Runcorn notó que se sonrojaba. Jamás olvidaría aquel momento, en toda su vida. A partir de entonces, y para siempre, se esforzaría por ser el hombre que le había dicho que era para ella. Deseaba decirle lo grande que era el regalo que acababa de hacerle, que había encendido una llama en su fuero interno que alumbraba cada rincón, cada deseo y pensamiento, pero no había palabras lo bastante grandes, lo bastante elegantes, lo bastante expresivas para hacer justicia a ese sentimiento.

—Señor Runcorn —dijo Melisande impaciente, con el rostro encendido—, ¿tengo que preguntarle si me ama? Es muy poco digno para una mujer.

Runcorn se quedó atónito. Melisande lo sabía. Todo su esmerado disimulo, su esfuerzo por comportarse con decoro no habían servido para nada.

—Sí —dijo con torpeza—. Claro que sí. Pero...

—Pero ¿no quiere casarse?

—¡Sí! Sí que quiero... pero... —Estaba paralizado. Aquello no era posible.

Melisande bajó la vista y se dispuso a dar media vuelta.

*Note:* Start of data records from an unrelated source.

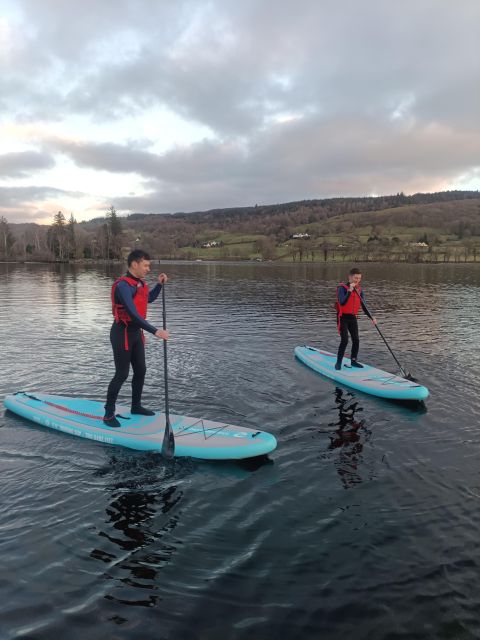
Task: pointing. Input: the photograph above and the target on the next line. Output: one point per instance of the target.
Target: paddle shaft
(168, 445)
(404, 373)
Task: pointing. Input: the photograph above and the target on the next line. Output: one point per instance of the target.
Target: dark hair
(137, 256)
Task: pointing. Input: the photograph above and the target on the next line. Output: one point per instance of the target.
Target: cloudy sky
(181, 105)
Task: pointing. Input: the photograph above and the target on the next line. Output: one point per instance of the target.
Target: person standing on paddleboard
(350, 298)
(130, 298)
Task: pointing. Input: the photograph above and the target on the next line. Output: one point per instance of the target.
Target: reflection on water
(349, 437)
(107, 543)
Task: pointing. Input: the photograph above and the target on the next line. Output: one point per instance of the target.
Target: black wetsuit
(135, 354)
(349, 325)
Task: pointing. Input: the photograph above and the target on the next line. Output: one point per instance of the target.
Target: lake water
(363, 523)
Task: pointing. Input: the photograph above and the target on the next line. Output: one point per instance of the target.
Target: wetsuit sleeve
(365, 310)
(124, 294)
(343, 295)
(154, 293)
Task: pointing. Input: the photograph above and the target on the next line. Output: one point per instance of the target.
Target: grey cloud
(20, 204)
(23, 163)
(347, 57)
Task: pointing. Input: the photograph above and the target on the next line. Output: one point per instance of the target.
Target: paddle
(168, 445)
(405, 374)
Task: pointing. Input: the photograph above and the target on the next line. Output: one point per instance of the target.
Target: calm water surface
(364, 522)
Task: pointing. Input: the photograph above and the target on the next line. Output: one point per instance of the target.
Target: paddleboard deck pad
(368, 379)
(194, 437)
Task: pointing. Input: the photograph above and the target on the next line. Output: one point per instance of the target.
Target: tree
(57, 237)
(71, 237)
(113, 231)
(6, 239)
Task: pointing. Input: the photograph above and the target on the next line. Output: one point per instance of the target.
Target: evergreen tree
(71, 237)
(113, 233)
(6, 239)
(57, 237)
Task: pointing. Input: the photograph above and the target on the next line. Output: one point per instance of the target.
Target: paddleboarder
(350, 298)
(130, 298)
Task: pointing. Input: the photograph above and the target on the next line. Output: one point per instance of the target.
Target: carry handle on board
(405, 374)
(168, 444)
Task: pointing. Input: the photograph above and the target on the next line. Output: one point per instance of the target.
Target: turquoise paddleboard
(368, 379)
(194, 437)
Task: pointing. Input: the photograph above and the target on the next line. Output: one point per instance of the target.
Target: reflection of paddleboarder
(348, 439)
(349, 300)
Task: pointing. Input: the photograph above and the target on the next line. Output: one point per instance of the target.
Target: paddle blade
(168, 444)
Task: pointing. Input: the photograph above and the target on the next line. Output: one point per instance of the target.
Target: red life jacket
(140, 300)
(352, 306)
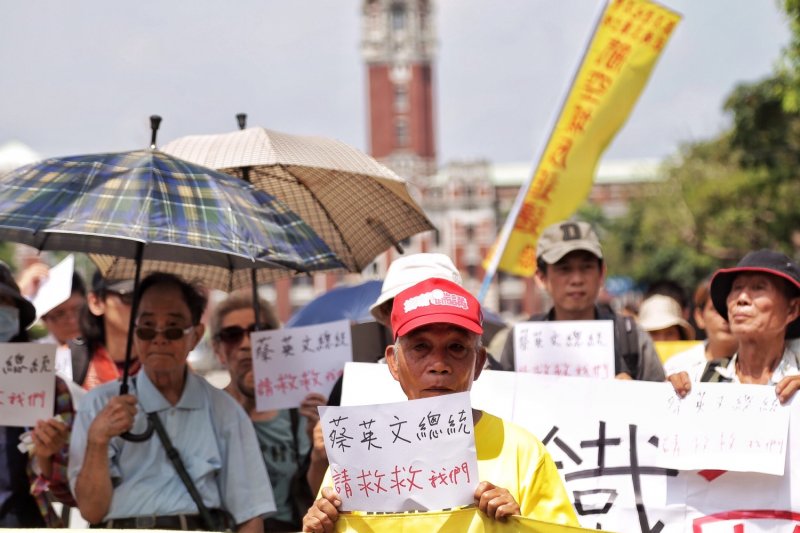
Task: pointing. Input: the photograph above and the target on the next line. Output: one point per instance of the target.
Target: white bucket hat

Runcorn dio un paso tras ella, y otro más, y le agarró el brazo con delicadeza aunque negándose a soltarlo.

—Sí, sí que quiero, pero no podría casarme con ninguna otra mujer. Cada vez que la mirara desearía que fuera usted. No había amado a nadie hasta ahora y no podré amar otra vez.

Melisande le sonrió.

—No tendrá por qué hacerlo, señor Runcorn. Con una vez bastará. Si tiene la bondad de pedírmelo, será un placer aceptar.